Two years ago, on a plane to Australia, I watched the incredible movie ‘Tracks’.

It is an adaptation of a memoir of the same name, detailing Robyn Davidson’s 9 month journey in 1977 from Alice Springs across 2,700 kilometers (1,700 miles) of Australian deserts to the Indian Ocean, with her dog and four camels.  Read that sentence again. 9 months….a lone woman with 4 camels….2,700 kilometres of brutal Australian desert.

It spoke to my travelling nature so strongly that I sat with tears streaming down my face for a lot of the movie. (I always find it amusing that you can sit on a plane crying, laughing out loud, or jumping in fright, at a movie….and no-one else has a clue exactly why or what you’re watching.)

If you have any travel in you, are drawn to introversion, minimalism, simplicity, nature, or just love a good life-changing journey….you might love it too.

Just last night….well, in the middle of the night (because baby) I finished reading the book the movie was based on.

Two passages near the end really struck me.

I could add my explanation or 2 cents about them…but the author writes so clearly my words would be superfluous.

So I’ll just leave you with Robyn Davidson…

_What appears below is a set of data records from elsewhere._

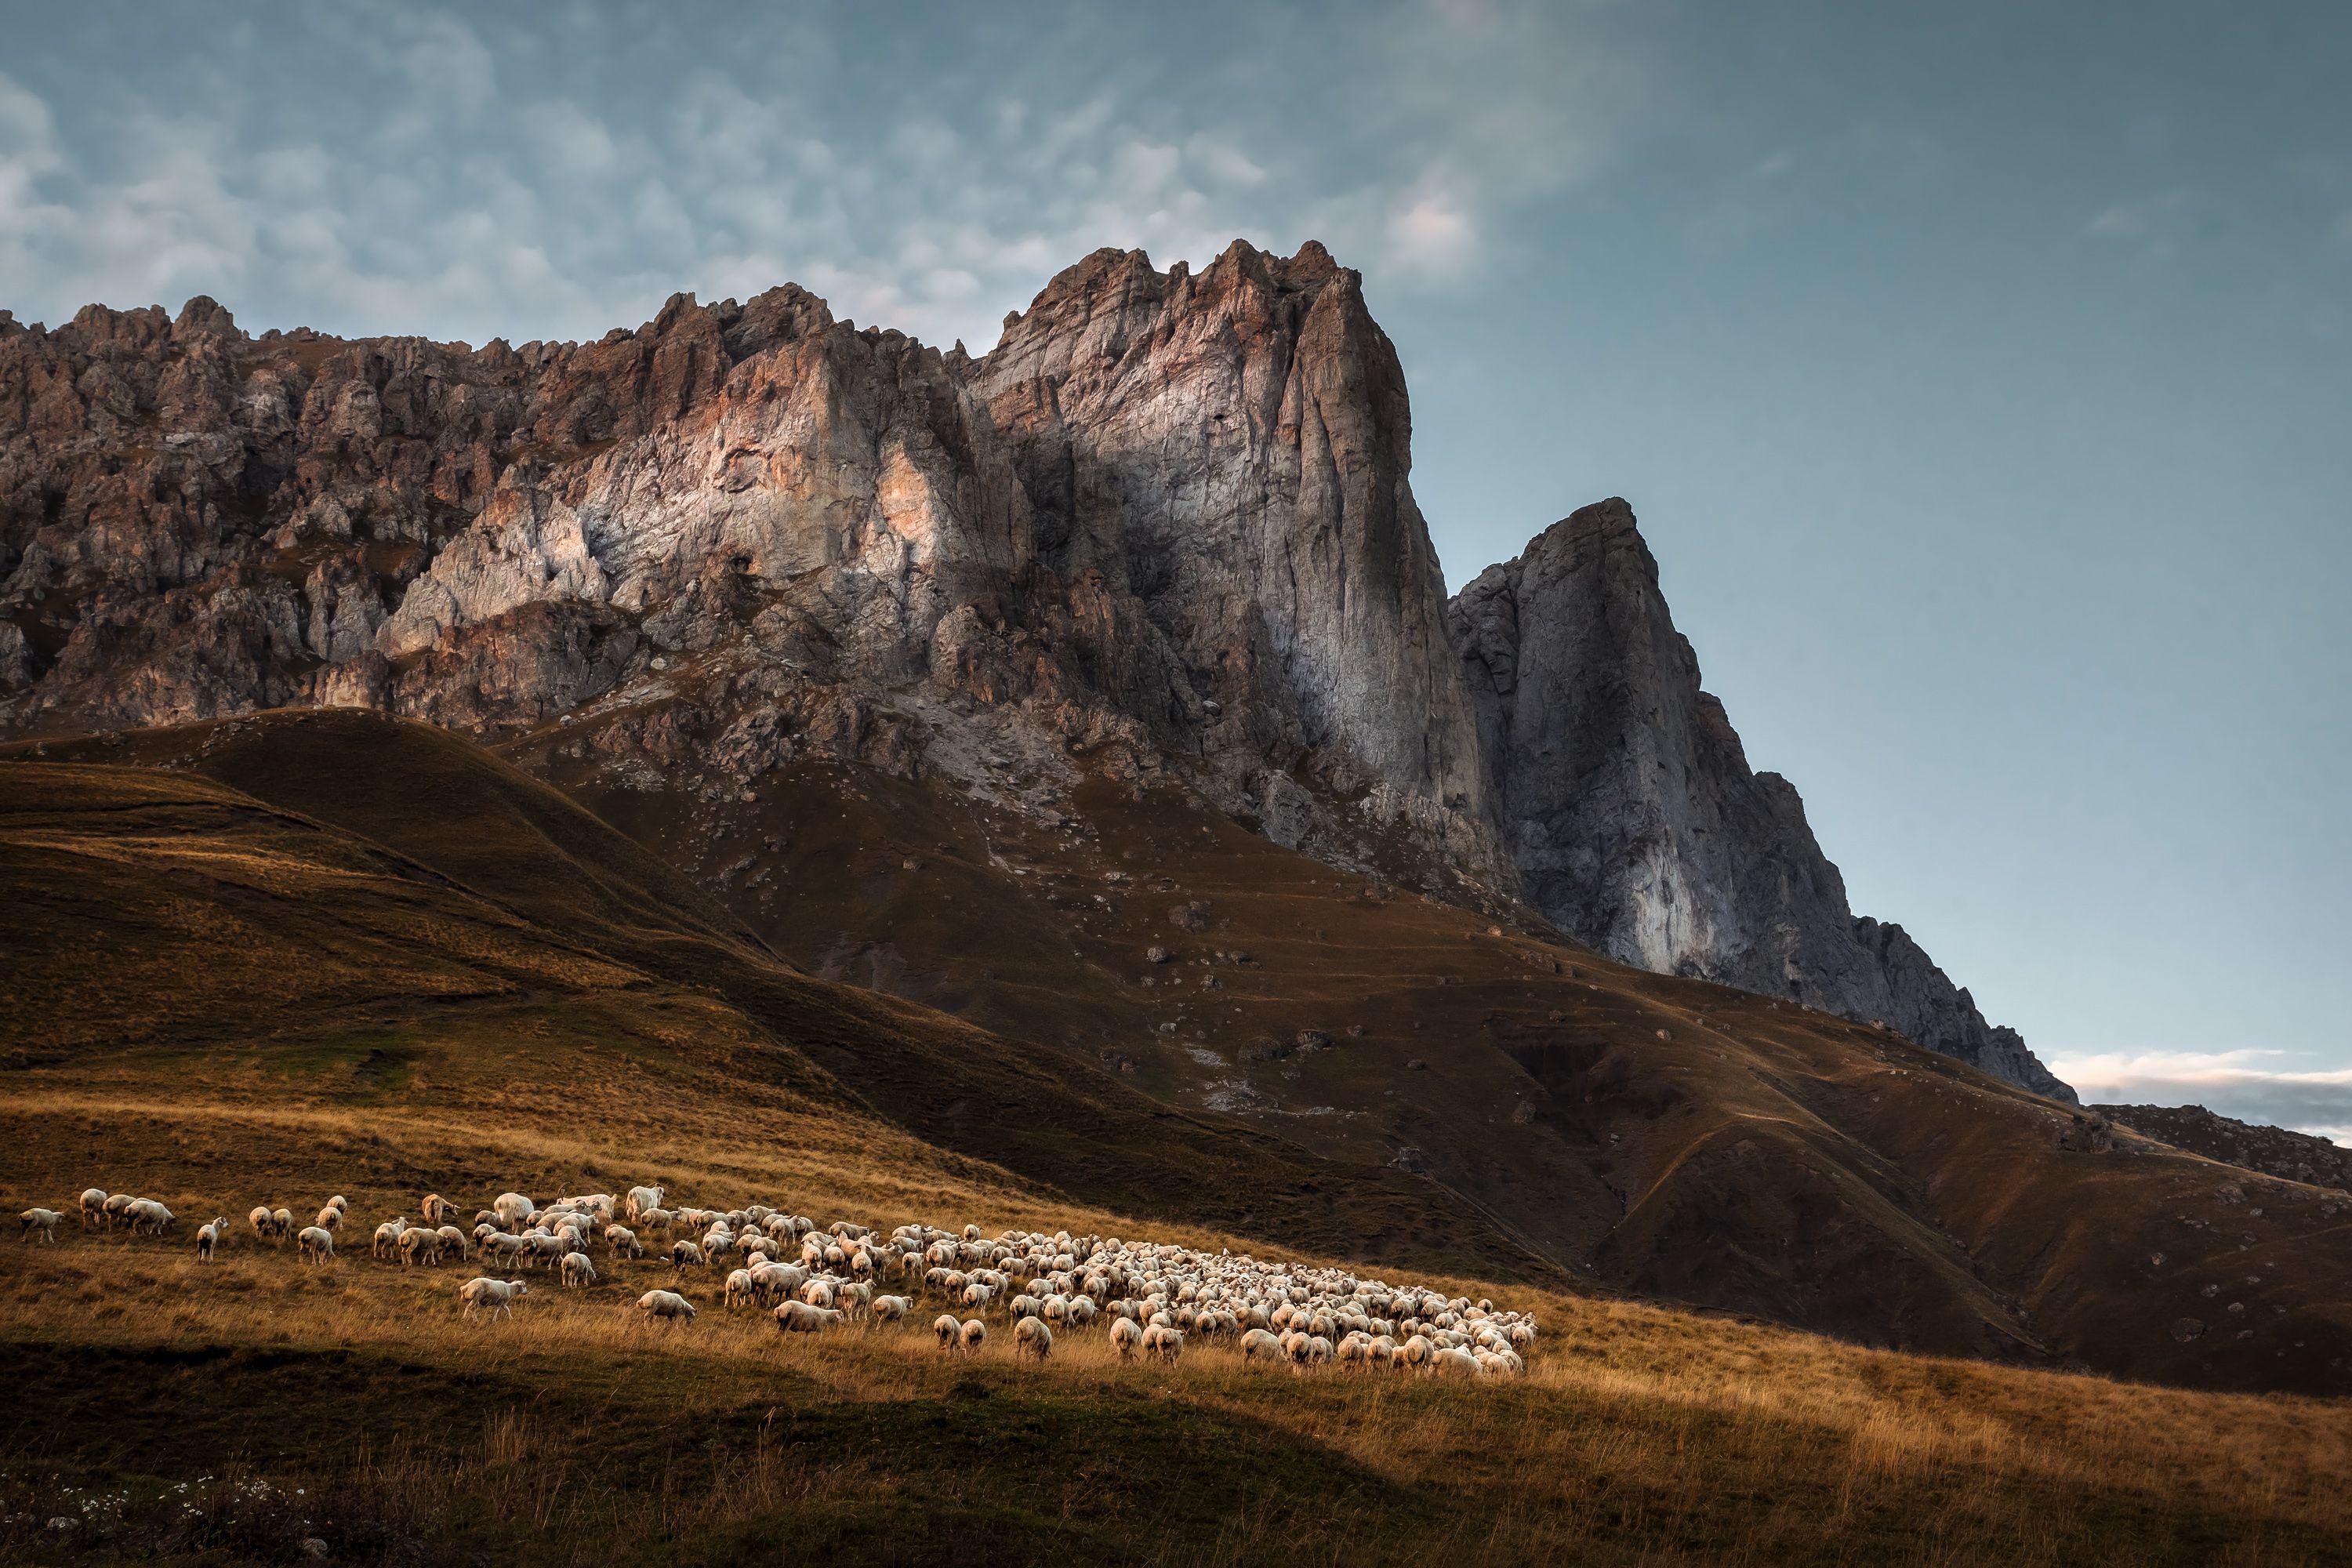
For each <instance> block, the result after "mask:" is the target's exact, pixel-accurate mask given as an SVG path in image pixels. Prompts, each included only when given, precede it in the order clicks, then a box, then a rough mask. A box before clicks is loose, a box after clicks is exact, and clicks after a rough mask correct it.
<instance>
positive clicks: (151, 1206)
mask: <svg viewBox="0 0 2352 1568" xmlns="http://www.w3.org/2000/svg"><path fill="white" fill-rule="evenodd" d="M122 1213H125V1215H129V1227H132V1234H134V1237H160V1234H165V1232H167V1229H172V1227H174V1225H179V1215H174V1213H172V1211H169V1208H165V1206H162V1204H158V1201H155V1199H132V1204H129V1206H127V1208H125V1211H122Z"/></svg>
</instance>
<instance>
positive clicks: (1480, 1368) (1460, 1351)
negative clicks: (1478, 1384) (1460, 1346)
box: [1430, 1349, 1482, 1378]
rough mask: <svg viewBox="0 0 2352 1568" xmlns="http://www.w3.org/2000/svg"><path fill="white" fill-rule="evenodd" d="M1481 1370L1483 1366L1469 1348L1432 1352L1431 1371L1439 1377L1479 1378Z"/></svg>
mask: <svg viewBox="0 0 2352 1568" xmlns="http://www.w3.org/2000/svg"><path fill="white" fill-rule="evenodd" d="M1479 1371H1482V1368H1479V1363H1477V1356H1472V1354H1470V1352H1468V1349H1432V1352H1430V1373H1435V1375H1437V1378H1477V1375H1479Z"/></svg>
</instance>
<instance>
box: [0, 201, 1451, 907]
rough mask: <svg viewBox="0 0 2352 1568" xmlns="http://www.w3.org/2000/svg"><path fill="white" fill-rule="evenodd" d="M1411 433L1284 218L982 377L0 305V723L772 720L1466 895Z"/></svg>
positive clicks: (1134, 286) (907, 353)
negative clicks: (1269, 226)
mask: <svg viewBox="0 0 2352 1568" xmlns="http://www.w3.org/2000/svg"><path fill="white" fill-rule="evenodd" d="M1409 440H1411V418H1409V411H1406V400H1404V374H1402V369H1399V367H1397V355H1395V348H1392V346H1390V343H1388V339H1385V334H1381V329H1378V327H1376V324H1374V320H1371V315H1369V313H1367V310H1364V299H1362V280H1359V277H1357V275H1355V273H1350V270H1345V268H1341V266H1336V263H1334V261H1331V256H1329V254H1324V249H1322V247H1319V244H1308V247H1305V249H1303V252H1301V254H1298V256H1291V259H1282V256H1265V254H1261V252H1256V249H1251V247H1249V244H1242V242H1235V244H1232V247H1230V249H1228V252H1225V254H1223V256H1218V259H1216V263H1211V266H1209V268H1204V270H1202V273H1200V275H1192V273H1190V270H1188V268H1183V266H1176V268H1171V270H1169V273H1157V270H1152V266H1150V263H1148V261H1145V259H1143V256H1141V254H1129V252H1101V254H1096V256H1089V259H1087V261H1082V263H1080V266H1075V268H1070V270H1065V273H1063V275H1061V277H1056V280H1054V282H1051V284H1049V287H1047V289H1044V292H1042V294H1040V296H1037V301H1035V306H1033V308H1030V310H1028V313H1025V315H1016V317H1009V322H1007V331H1004V341H1002V346H1000V348H997V350H995V353H990V355H988V357H985V360H971V357H967V355H964V353H962V348H957V350H953V353H948V355H941V353H938V350H934V348H924V346H922V343H915V341H910V339H906V336H903V334H898V331H882V329H873V327H868V329H856V327H854V324H847V322H835V320H833V315H830V310H828V308H826V306H823V301H818V299H814V296H809V294H804V292H800V289H795V287H781V289H771V292H769V294H762V296H760V299H755V301H750V303H748V306H739V303H734V301H727V303H720V306H699V303H694V301H691V299H689V296H677V299H673V301H670V303H668V306H666V308H663V310H661V315H659V317H656V320H652V322H647V324H644V327H642V329H637V331H619V329H616V331H612V334H607V336H604V339H602V341H600V343H588V346H572V343H527V346H522V348H520V350H517V348H508V346H506V343H492V346H487V348H480V350H473V348H468V346H463V343H449V346H445V343H426V341H416V339H383V341H365V343H341V341H334V339H320V336H315V334H308V331H294V334H275V331H273V334H263V336H261V339H247V336H245V334H240V331H238V329H235V324H233V322H230V320H228V313H226V310H221V308H219V306H214V303H212V301H205V299H198V301H191V303H188V308H186V310H183V313H181V315H179V320H167V317H165V313H162V310H155V308H151V310H127V313H115V310H106V308H99V306H92V308H89V310H82V313H80V315H78V317H75V320H73V322H71V324H68V327H61V329H56V331H40V329H24V327H16V324H14V322H12V320H9V322H0V628H5V632H0V726H5V729H9V731H26V729H96V726H122V724H158V722H174V719H202V717H216V715H223V712H238V710H245V708H259V705H278V703H306V701H310V703H360V705H374V708H388V710H395V712H407V715H416V717H426V719H433V722H440V724H454V726H461V729H468V731H475V733H485V736H496V733H506V731H515V729H527V726H536V724H546V722H555V719H562V717H564V715H569V712H576V710H579V708H583V705H588V703H600V701H619V703H628V705H635V708H652V705H656V703H659V712H644V715H640V717H633V719H630V733H633V736H635V748H633V755H630V757H614V759H612V762H614V766H616V769H637V773H640V776H644V778H652V776H656V773H659V776H663V778H673V780H680V778H684V780H689V783H696V785H699V788H710V790H722V792H734V790H741V788H748V785H750V780H753V778H755V776H757V773H760V771H762V769H767V766H774V764H779V762H783V759H788V757H793V755H797V752H800V750H807V748H816V750H826V752H837V755H849V757H856V759H863V762H880V764H884V766H903V769H922V766H929V769H938V771H946V773H962V776H967V780H969V783H976V785H990V783H995V778H990V776H993V773H1002V771H1004V769H1002V764H993V762H990V757H1011V755H1018V759H1021V769H1025V771H1028V773H1033V776H1044V778H1047V780H1051V776H1054V771H1056V769H1061V771H1068V759H1070V755H1073V752H1089V755H1094V757H1096V762H1101V764H1105V766H1112V769H1115V771H1127V773H1150V771H1162V769H1171V771H1176V773H1178V776H1183V778H1185V780H1190V783H1192V785H1195V788H1200V790H1204V792H1207V795H1209V797H1211V799H1216V802H1218V804H1223V806H1228V809H1230V811H1237V813H1244V816H1249V818H1254V820H1258V823H1261V825H1263V827H1265V832H1268V835H1272V837H1277V839H1282V842H1287V844H1301V846H1308V849H1315V851H1319V853H1327V856H1331V858H1341V860H1350V863H1352V860H1359V858H1364V856H1367V853H1369V846H1371V844H1374V842H1376V839H1378V842H1385V844H1395V842H1397V839H1395V832H1392V830H1402V835H1404V839H1406V842H1409V844H1416V846H1418V849H1421V853H1423V870H1428V872H1435V875H1442V877H1463V875H1468V877H1482V879H1494V877H1496V872H1498V865H1496V858H1494V851H1491V842H1489V839H1486V835H1484V818H1482V795H1484V792H1482V780H1479V776H1477V738H1475V729H1472V722H1470V708H1468V701H1465V696H1463V691H1461V682H1458V677H1456V672H1454V668H1451V658H1449V654H1446V646H1444V581H1442V576H1439V571H1437V557H1435V552H1432V548H1430V541H1428V529H1425V527H1423V522H1421V512H1418V508H1416V505H1414V496H1411V487H1409V482H1406V468H1409Z"/></svg>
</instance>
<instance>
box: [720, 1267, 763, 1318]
mask: <svg viewBox="0 0 2352 1568" xmlns="http://www.w3.org/2000/svg"><path fill="white" fill-rule="evenodd" d="M720 1300H722V1302H724V1305H727V1309H729V1312H731V1309H736V1307H750V1305H753V1302H757V1300H760V1281H757V1279H753V1276H750V1269H731V1272H729V1274H727V1288H724V1293H722V1298H720Z"/></svg>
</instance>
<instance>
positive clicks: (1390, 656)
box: [974, 242, 1482, 858]
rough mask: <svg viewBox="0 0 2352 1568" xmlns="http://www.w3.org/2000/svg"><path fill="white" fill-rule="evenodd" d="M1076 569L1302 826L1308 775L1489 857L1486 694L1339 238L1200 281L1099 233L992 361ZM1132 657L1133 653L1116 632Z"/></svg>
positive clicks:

“….there was one clear fact that emerges from the quagmire.  The trip was easy.  It was no more dangerous than crossing the street, or driving to the beach, or eating peanuts.  The two important things that I did learn were that you are as powerful and strong as you allow yourself to be, and that the most difficult part of any endeavour is taking the first step, making the first decision.  And I knew even then that I would forget them time and time again and would have to go back and repeat those words that had become meaningless and try to remember.  I knew even then that, instead of remembering the truth of it, I would lapse into a useless nostalgia.  Camel trips, as I suspected all along, do not begin or end, they merely change form.”

(Ok, so I do feel the need to add one little thing. This passage was so eye-opening to me because when you read of her journey the very last words that come to mind are easy or not dangerous, as it seemed both very bloody hard and extremely dangerous.  So if she could come to see it is easy then her metaphor could apply to any journey of any kind.)

AND….and this one really gets me….

“The question I’m most commonly asked is ‘why?’  A more pertinent question would be why is it that more people don’t attempt to escape the limitations imposed on them?  If ‘Tracks’ has a message at all, it is that one can be awake to the demand for obedience that seems natural simply because it is familiar.  Wherever there is pressure to conform (one person’s conformity is often in the interests of another person’s power), there is a requirement to resist.  Of course I did not mean that people should drop what they are doing and head for the wilder places, certainly not that they should copy what I did. I meant that one can choose adventure in the most ordinary of circumstances.  Adventure of the mind, or to use an old-fashioned word, spirit.”